Change in primary energy demand (Source: IEA)

“We shouldn’t think only about the supply side. Improvements in efficiency also play a huge role, and without them, the projected rise in final energy use would more than double,” he said. “How fast we are able to increase our deployment of clean and more efficient energy technologies will determine our success in limiting climate change and improving air quality.”

In the New Policies Scenario of the IEA report, renewables capture two-thirds of global investment in power plants, as they become the least-cost source of new generation for many countries. Rapid deployment of solar photovoltaics, led by China and India, helps solar become the largest source of low-carbon capacity by 2040, by which time the share of all renewables in total power generation reaches 40%, the report said.

Rise of solar

As per the report, the rapid deployment of solar photovoltaics (PV), led by China and India, is helping it to become the largest source of low-carbon capacity. Gould avers that there is a positive feedback loop between deployment and costs that has been critical to the rise of solar PV. The policy-driven deployment that has been led by China and India in recent years has allowed costs to come down sharply, and this has enabled a whole range of countries to ramp up their policy goals and implementation measures.

India’s solar ambitions, expressed also in its leadership in the International Solar Alliance, have been very important to this process, not just the headline targets for 2022 but also the progress that is being made on the ground with policy support and specific investments. There are challenges that remain, including the financial restructuring in the distribution sector, the need for continued investment in the network, and the drive to give the power system the flexibility that it will need in its operations, the report said.

India’s goal is to generate 100 GW through solar power by 2022. It now has an installed capacity of 20.1 GW of solar power.

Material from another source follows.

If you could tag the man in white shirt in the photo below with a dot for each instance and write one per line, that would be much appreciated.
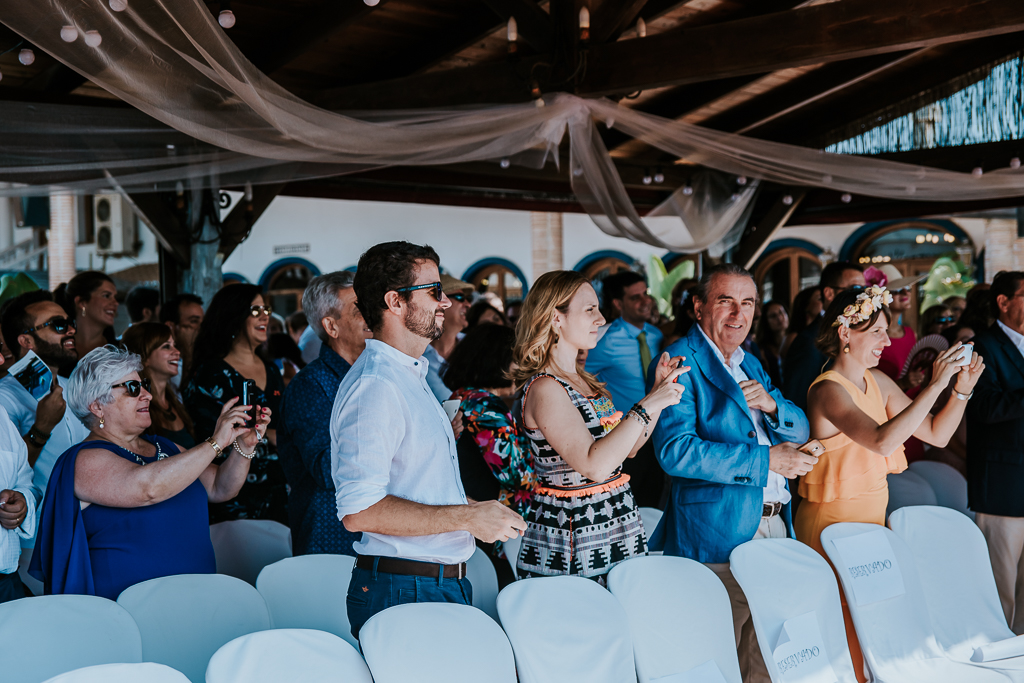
(393, 456)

The role of electric vehicles is also important. India has an aspirational goal to change the nation’s transport fleet to EV by 2030. The eco-friendly and cheaper operation cost for EVs can help control air pollution and out-of-pocket costs for increasingly expensive petrol and diesel variants, but this benefit is off-set by the high cost of production due to R&D costs and related infrastructure like charging stations, batteries, etc.

How fast the EV fleet grows will depend on the interplay between supportive policies and cost reductions, and how quickly this produces vehicles that consumers find affordable and are ready to buy at scale, according to Gould. In India, as elsewhere, this will also depend on how rapidly the recharging infrastructure is built. So there’s a lot of uncertainty over policies and technology, but this is undoubtedly going to be a growth area, he said.

The rise of electric vehicles (Source: IEA)

Giri says it is too early to comment on the role of EVs in India. “There is evidence of technology in the country and as in many industries, the technology for EVs can also be got from other countries. Vehicle pollution has to be arrested and CNG is not the long lasting answer,” he told indiaclimatedialogue.net. “The transition from conventional fuels to EV may take time, though the ambitious plans of the country for electrical vehicles by 2030 still remain.”

End of coal?

Experts says that greater efficiency from R&D, both in terms of solar cell efficiencies and wind turbine technology, will ensure that the economics are always more lucrative with the passage of time.

“The consumption of coal — after seeing rapid growth since 2000 — is already essentially flattening out, while RE continues to grow rapidly in the future,” Gould said. “So, the explosive growth of renewables in the power sector is marking the end of the boom years for coal. The momentum, both globally and in India, is shifting towards cleaner energy and this will need to continue and accelerate if the world is to reach its climate and air quality goals.”